The third is that the Rizal Law prevailed despite the pragmatic counter-offer that it was possible
to advance nationalism without Rizal’s anti-clerical baggage, through edited anthologies of Rizal
and of other heroes too. In other words, there were practical reasons to drop it altogether, but the
principled reason for keeping it won the day. The Rizal Law was a political triumph of secular
nationalism.
Finally, perhaps what really won the day was Jose Rizal the symbol. Not a single critic of the
Rizal Law (at least based on the Congressional Records) dared impugn Rizal’s bona fides as a
patriot. The demonization of Rizal would have to wait for the revisionist historians of the 1960s
who would disparage him as the bourgeois compromiser. That was the state of the debate when I
myself enrolled for the Rizal course in the late 1970s, and I’m glad to see that Rizal has
weathered the herd thinking of that season with his stature undiminished.

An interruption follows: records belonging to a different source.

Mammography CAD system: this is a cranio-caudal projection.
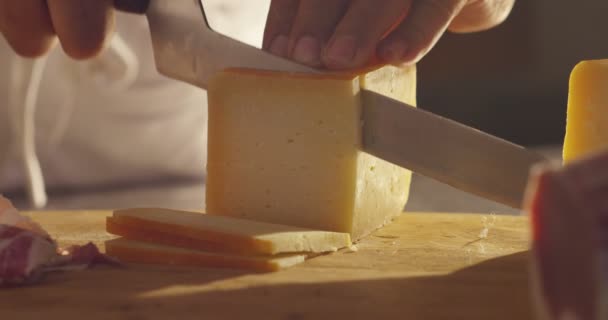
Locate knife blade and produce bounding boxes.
[115,0,545,208]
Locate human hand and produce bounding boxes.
[0,0,114,59]
[263,0,515,69]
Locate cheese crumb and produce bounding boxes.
[346,244,359,253]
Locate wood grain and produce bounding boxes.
[0,211,533,320]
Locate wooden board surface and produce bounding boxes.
[0,211,533,320]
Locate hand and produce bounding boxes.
[263,0,515,69]
[0,0,113,59]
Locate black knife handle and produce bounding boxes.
[114,0,150,14]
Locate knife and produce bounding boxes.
[114,0,546,208]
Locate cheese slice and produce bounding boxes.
[563,59,608,163]
[105,238,306,272]
[206,66,416,239]
[106,208,351,255]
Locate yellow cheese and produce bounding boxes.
[563,59,608,163]
[105,238,306,271]
[106,208,351,255]
[206,66,416,239]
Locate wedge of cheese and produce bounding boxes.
[563,59,608,163]
[206,66,416,239]
[106,208,351,256]
[105,238,307,272]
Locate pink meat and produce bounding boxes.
[0,196,118,287]
[526,153,608,320]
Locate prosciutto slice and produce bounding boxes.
[0,195,118,287]
[526,152,608,320]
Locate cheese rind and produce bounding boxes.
[107,208,351,255]
[563,59,608,163]
[206,67,416,239]
[105,238,306,272]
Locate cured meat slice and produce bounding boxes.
[526,152,608,320]
[0,196,118,287]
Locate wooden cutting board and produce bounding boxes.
[0,211,533,320]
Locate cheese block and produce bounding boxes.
[106,208,351,255]
[105,238,306,272]
[563,59,608,163]
[206,66,416,239]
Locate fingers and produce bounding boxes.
[48,0,113,59]
[378,0,467,64]
[449,0,515,32]
[262,0,300,57]
[323,0,412,69]
[0,0,55,58]
[287,0,350,67]
[263,0,413,69]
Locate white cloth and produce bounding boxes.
[0,16,206,195]
[0,0,269,206]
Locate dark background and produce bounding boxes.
[418,0,608,146]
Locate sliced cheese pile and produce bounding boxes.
[106,208,351,271]
[206,66,416,240]
[563,59,608,163]
[106,238,307,271]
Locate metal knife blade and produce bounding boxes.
[115,0,545,208]
[361,90,546,208]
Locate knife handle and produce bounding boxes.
[114,0,150,14]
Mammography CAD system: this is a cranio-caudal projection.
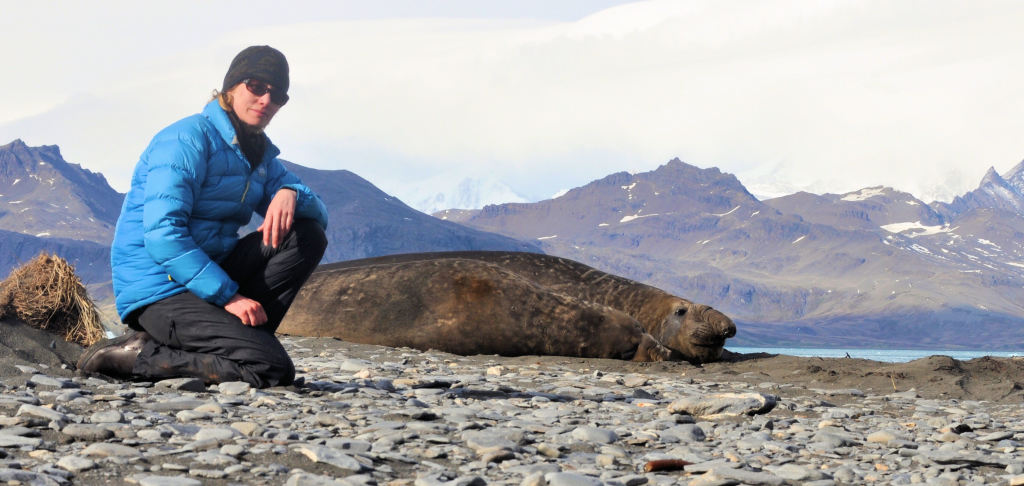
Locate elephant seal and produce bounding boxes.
[278,252,736,363]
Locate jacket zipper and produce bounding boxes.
[242,179,249,204]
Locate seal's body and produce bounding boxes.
[279,252,735,363]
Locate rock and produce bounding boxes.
[217,382,252,395]
[81,442,142,457]
[138,476,203,486]
[572,426,618,444]
[60,424,114,442]
[295,444,364,473]
[57,455,96,474]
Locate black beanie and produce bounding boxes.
[221,46,288,94]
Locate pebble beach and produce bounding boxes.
[0,327,1024,486]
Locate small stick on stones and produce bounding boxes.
[643,459,693,473]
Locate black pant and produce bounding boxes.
[128,219,327,388]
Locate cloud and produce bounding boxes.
[0,0,1024,200]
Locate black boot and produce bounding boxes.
[78,333,151,379]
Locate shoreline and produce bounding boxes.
[0,323,1024,486]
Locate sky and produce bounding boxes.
[0,0,1024,207]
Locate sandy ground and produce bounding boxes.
[6,321,1024,403]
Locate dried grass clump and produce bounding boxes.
[0,252,103,347]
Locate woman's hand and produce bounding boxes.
[224,294,266,327]
[256,188,299,248]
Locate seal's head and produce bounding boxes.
[651,297,736,364]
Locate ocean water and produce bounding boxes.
[725,346,1024,363]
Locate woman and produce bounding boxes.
[78,46,327,388]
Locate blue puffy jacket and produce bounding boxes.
[111,100,327,319]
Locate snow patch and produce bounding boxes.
[880,221,955,237]
[618,213,657,223]
[712,206,739,218]
[843,187,885,202]
[910,244,932,255]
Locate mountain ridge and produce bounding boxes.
[0,140,1024,349]
[439,160,1024,348]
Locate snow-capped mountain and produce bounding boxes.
[403,177,527,214]
[932,162,1024,218]
[446,160,1024,349]
[0,140,123,246]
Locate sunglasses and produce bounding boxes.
[242,78,288,106]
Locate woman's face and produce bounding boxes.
[227,78,281,130]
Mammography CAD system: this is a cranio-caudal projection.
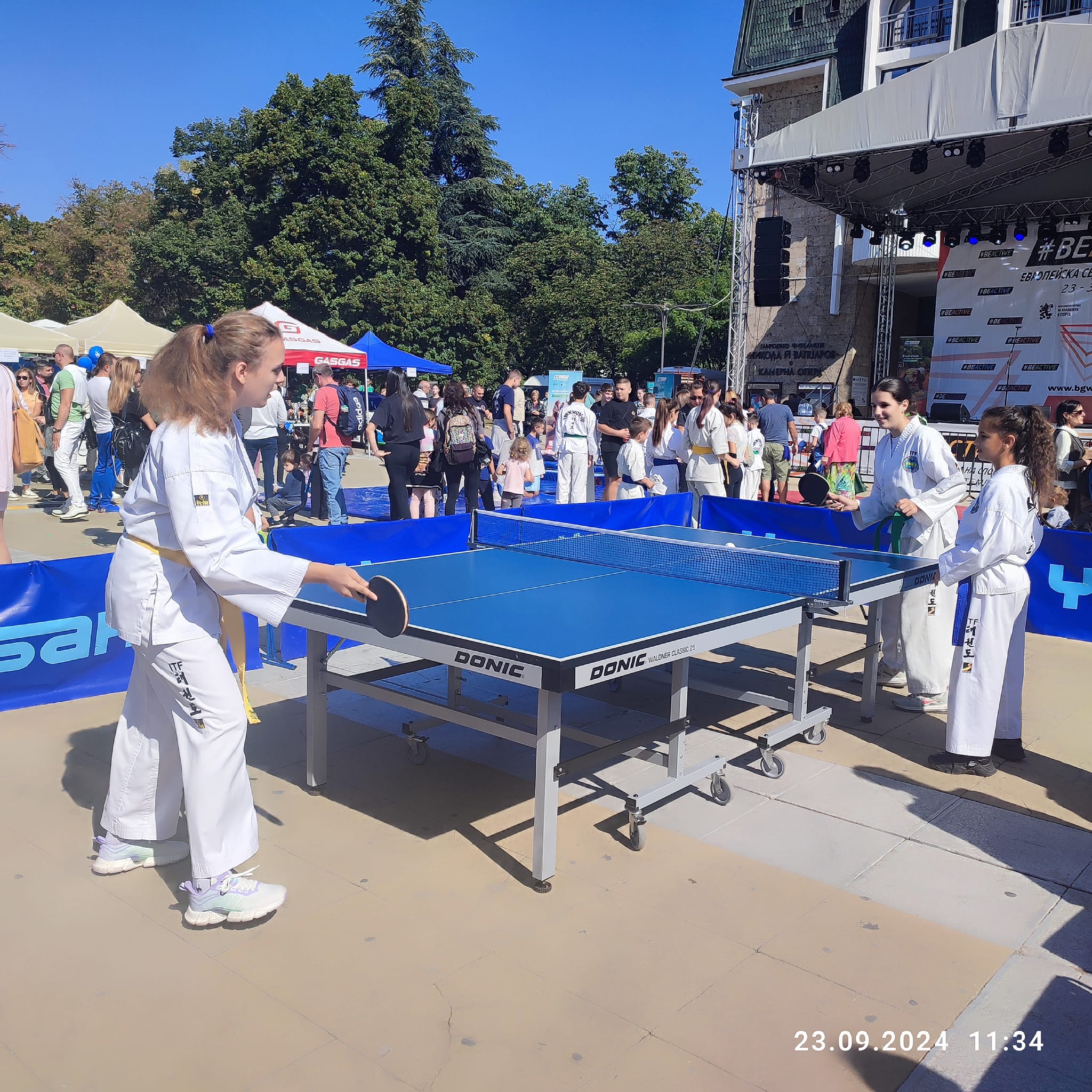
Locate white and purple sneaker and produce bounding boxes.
[91,838,190,876]
[178,865,288,925]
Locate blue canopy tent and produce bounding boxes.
[353,330,451,406]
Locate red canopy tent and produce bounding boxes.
[250,302,368,369]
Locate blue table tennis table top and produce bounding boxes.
[296,525,936,681]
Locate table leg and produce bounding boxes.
[861,599,884,724]
[531,690,561,893]
[667,659,690,781]
[307,629,326,792]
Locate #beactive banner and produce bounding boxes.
[929,225,1092,419]
[701,497,1092,641]
[0,553,261,710]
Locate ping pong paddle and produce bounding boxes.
[366,576,410,637]
[800,471,830,508]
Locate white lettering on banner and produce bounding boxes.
[929,228,1092,418]
[0,611,125,673]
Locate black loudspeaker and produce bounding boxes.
[929,402,971,425]
[751,216,793,307]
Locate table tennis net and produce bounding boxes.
[471,511,848,599]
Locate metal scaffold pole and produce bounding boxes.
[724,95,762,396]
[872,231,899,383]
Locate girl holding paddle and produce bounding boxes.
[92,311,376,925]
[826,377,966,713]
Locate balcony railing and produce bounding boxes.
[1011,0,1092,26]
[880,0,957,50]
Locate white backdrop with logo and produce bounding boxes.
[929,225,1092,418]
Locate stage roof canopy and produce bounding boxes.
[750,22,1092,230]
[353,330,451,376]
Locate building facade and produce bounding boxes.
[723,0,1092,407]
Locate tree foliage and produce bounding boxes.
[0,0,729,393]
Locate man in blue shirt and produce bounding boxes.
[758,389,796,504]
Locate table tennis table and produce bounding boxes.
[284,511,937,891]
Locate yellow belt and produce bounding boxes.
[126,535,262,724]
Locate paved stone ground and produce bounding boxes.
[0,460,1092,1092]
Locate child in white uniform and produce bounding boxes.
[929,406,1055,777]
[553,382,598,504]
[92,311,374,925]
[739,410,766,500]
[649,399,689,494]
[618,417,656,500]
[826,378,966,713]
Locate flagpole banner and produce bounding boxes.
[929,224,1092,419]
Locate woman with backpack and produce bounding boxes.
[367,368,425,520]
[437,380,485,516]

I close the year with Rizal’s own words: “[W]hile we see our own countrymen in private life …
hear roaring the voice of conscience [yet] in public life keep silent, to make a chorus with him
who abuses to mock the abused; while we see them … praising the most iniquitous deeds with
forced smiles, begging with their eyes for a portion of the booty, why give them freedom? …
Why independence if the slaves of today will be the tyrants of tomorrow?”